Snacking naturally implies the convenience of foods that can be eaten without plates or utensils, and many people choose snacks in single-serving containers, perhaps because they are more portable, or perhaps to keep calorie consumption in check. To succeed as a snack, a food must offer convenience, and packaging design is a primary determinant of how convenient a food is to eat. If it needs to be eaten with a utensil, including a disposable utensil as part of the food packaging design (like with some yogurts and pre-packaged salads) can prompt more people to choose that option.
Snack Food Packaging Design Innovations
Snack food packaging design has an important role to play in the consumer’s snacking experience. Some brands emphasize an upscale aesthetic by packaging snack foods in beautiful packaging made, perhaps, of high-quality foil-lined paper, like that used for premium chocolate bars. Some brands are re-imagining foods altogether, such as “Go Cubes,” which are chewable coffee cubes that contain the amount of caffeine in a cup of coffee. Every snack package does not have to deliver every convenience feature, but generally speaking, the more convenience features it can include (like re-sealable tops), the better.

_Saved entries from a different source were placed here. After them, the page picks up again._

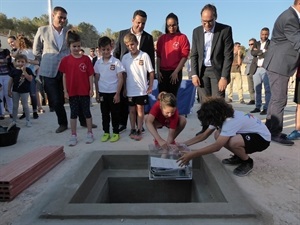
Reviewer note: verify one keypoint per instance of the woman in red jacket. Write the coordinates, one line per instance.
(173, 49)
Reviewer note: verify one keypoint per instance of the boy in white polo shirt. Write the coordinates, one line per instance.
(108, 83)
(137, 64)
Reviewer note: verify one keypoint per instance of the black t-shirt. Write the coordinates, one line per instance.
(20, 85)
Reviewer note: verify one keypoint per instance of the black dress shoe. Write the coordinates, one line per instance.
(84, 125)
(255, 110)
(264, 112)
(281, 140)
(251, 102)
(61, 128)
(22, 116)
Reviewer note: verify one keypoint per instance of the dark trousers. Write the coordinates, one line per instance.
(251, 87)
(209, 85)
(165, 84)
(278, 101)
(55, 94)
(109, 110)
(124, 109)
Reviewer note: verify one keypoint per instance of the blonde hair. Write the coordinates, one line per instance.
(130, 38)
(167, 99)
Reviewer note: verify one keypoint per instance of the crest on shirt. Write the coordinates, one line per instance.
(82, 67)
(112, 67)
(176, 45)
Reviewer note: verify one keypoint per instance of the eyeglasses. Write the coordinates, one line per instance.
(62, 18)
(208, 21)
(171, 25)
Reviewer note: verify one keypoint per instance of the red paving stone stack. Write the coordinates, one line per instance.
(22, 172)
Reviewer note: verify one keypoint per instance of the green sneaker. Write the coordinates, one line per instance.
(115, 137)
(105, 137)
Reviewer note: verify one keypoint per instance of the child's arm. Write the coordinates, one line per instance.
(119, 88)
(187, 156)
(66, 95)
(91, 85)
(150, 126)
(124, 84)
(26, 75)
(96, 80)
(151, 78)
(201, 137)
(10, 83)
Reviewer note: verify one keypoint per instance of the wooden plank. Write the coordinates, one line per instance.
(21, 165)
(17, 189)
(15, 177)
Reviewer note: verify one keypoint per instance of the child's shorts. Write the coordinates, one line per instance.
(138, 100)
(254, 143)
(297, 91)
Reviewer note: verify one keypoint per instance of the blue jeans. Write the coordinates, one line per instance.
(260, 77)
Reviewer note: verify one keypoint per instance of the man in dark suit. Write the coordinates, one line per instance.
(281, 62)
(259, 73)
(146, 44)
(211, 55)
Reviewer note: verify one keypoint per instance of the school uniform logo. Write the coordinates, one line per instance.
(112, 67)
(82, 67)
(176, 45)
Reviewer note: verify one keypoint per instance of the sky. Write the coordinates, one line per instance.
(246, 17)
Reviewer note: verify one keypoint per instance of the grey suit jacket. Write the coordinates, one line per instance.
(221, 51)
(146, 45)
(257, 54)
(282, 56)
(47, 51)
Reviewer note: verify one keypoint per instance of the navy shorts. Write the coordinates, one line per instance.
(254, 143)
(80, 103)
(297, 91)
(138, 100)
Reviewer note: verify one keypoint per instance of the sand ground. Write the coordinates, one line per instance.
(272, 188)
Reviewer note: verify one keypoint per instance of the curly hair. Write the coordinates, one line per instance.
(214, 111)
(167, 99)
(24, 42)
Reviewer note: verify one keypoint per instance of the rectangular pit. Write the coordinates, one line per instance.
(116, 184)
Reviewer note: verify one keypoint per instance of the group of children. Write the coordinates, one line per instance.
(240, 133)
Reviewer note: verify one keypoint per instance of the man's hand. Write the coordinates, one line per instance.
(196, 81)
(222, 84)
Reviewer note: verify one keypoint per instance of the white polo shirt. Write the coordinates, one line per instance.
(108, 81)
(136, 69)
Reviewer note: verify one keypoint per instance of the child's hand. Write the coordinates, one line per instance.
(185, 158)
(116, 98)
(163, 144)
(149, 90)
(91, 93)
(66, 95)
(97, 98)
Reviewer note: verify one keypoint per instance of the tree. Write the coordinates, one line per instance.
(88, 33)
(156, 34)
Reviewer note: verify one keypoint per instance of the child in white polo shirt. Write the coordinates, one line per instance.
(108, 84)
(137, 64)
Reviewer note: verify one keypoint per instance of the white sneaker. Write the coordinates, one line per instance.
(12, 124)
(73, 140)
(28, 123)
(89, 138)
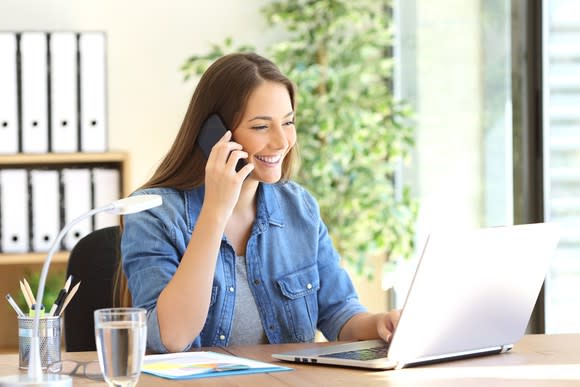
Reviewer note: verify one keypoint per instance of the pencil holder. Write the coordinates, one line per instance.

Food packaging design is increasingly important in a world where formal sit-down meals are becoming rarer. With consumers worldwide spending $147 billion on snack foods in 2015, and mostly consuming them on the go or otherwise without access to utensils, the importance of snack food packaging design is clear. Taste is the primary driver of repeated snacking, but convenience is almost equally as important. Brands that take care of taste and convenience with their flavor choices and food packaging designs are the ones that will successfully tap into the enormous, worldwide trend toward everyday snacking.